Sunday, April 15, 2012

Parallel GAMS jobs (2)

In http://yetanothermathprogrammingconsultant.blogspot.com/2012/04/parallel-gams-jobs.html I described a simple approach I suggested to a client allowing to run multiple scenarios in parallel.

For a different client we needed to run a randomized algorithm that solves many small MIP models. They are so small that using multiple threads inside the MIP solver does not give much performance boost (much of the time is spent outside the pure Branch & Bound part – such as preprocessing etc.). However as the MIP problems are independent of each other we could generate all the necessary data in advance and then call the scenario solver (http://www.gams.com/modlib/adddocs/gusspaper.pdf). This will keep the generated problem in memory, and does in-core updates, so we don’t regenerate the model all the time.

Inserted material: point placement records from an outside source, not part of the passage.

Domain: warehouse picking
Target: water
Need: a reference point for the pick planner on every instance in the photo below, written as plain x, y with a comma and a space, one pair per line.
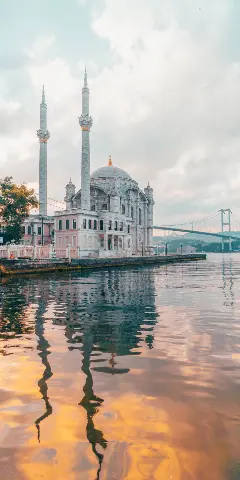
122, 374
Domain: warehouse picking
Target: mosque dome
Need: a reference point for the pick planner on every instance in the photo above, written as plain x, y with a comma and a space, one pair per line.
110, 172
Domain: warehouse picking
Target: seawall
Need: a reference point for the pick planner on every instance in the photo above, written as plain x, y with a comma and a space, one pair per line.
23, 267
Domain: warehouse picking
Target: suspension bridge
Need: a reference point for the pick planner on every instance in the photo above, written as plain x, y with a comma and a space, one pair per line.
226, 225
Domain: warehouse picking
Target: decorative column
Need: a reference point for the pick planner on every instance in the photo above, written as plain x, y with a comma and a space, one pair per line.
43, 135
85, 122
149, 194
70, 192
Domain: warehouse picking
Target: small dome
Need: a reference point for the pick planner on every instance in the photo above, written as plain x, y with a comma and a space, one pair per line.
110, 172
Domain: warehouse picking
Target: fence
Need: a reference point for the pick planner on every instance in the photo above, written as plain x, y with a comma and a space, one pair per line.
13, 252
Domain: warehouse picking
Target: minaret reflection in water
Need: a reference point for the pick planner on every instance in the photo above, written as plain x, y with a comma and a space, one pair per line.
42, 347
112, 312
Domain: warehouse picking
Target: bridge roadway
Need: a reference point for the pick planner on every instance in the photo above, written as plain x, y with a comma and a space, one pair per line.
219, 235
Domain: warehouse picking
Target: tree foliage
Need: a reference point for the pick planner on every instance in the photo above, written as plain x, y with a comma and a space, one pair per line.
16, 201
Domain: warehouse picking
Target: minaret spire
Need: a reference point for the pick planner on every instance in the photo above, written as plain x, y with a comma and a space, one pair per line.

When running the algorithm with n=100,000 MIP models we see the following performance. Note that besides the MIP models there is also a substantial piece of GAMS code that implements other parts of the algorithm.

Implementation number of MIP models solve time rest of algorithm total time
Traditional GAMS loop (call solver as DLL) 100,000 1068 sec 169 sec 1237 sec
Scenario Solver 100,000 293 sec 166 sec 459 sec

To get more performance I tried to run the scenario solver in parallel. That is not completely trivial as the solver has a number glitches (e.g. scratch files with fixed, hard coded names). I also run parts of the GAMS algorithm in parallel, but some parts had to be done in the master model after merging the results.

Implementation number of MIP models Worker threads parallel sub-problem time rest of algorithm (serial) total time
Parallel + Scenario Solver 100,000 4 116 sec 67 sec 183 sec

The implementation does not win the beauty contest, but it could be developed quickly. For these larger problems you always have to watch out for performance bottlenecks. One wrong line in the GAMS model and the performance drops to hours of computation time. In addition the GAMS tools here are not very refined, but if implemented correctly quite effective. As an example consider how I merge the results of the sub jobs. Each sub job writes a results file (GDX file) into its own directory and the master model will read those and merge them together so we have a single solution set for further processing:

*
* read and merge the GDX files
*

loop(job,
  
put_utility 'gdxin' / 'jobdir',(jobinfo(job,"jobno")):0:0,"\results.gdx"
/;
  
execute_loadpoint
solpoollevel,solpoolobj,pp;

)
;

This is not exactly readable and intuitive code (caused by lack of design when these features were added to the GAMS language in a hurry), but it is quite fast.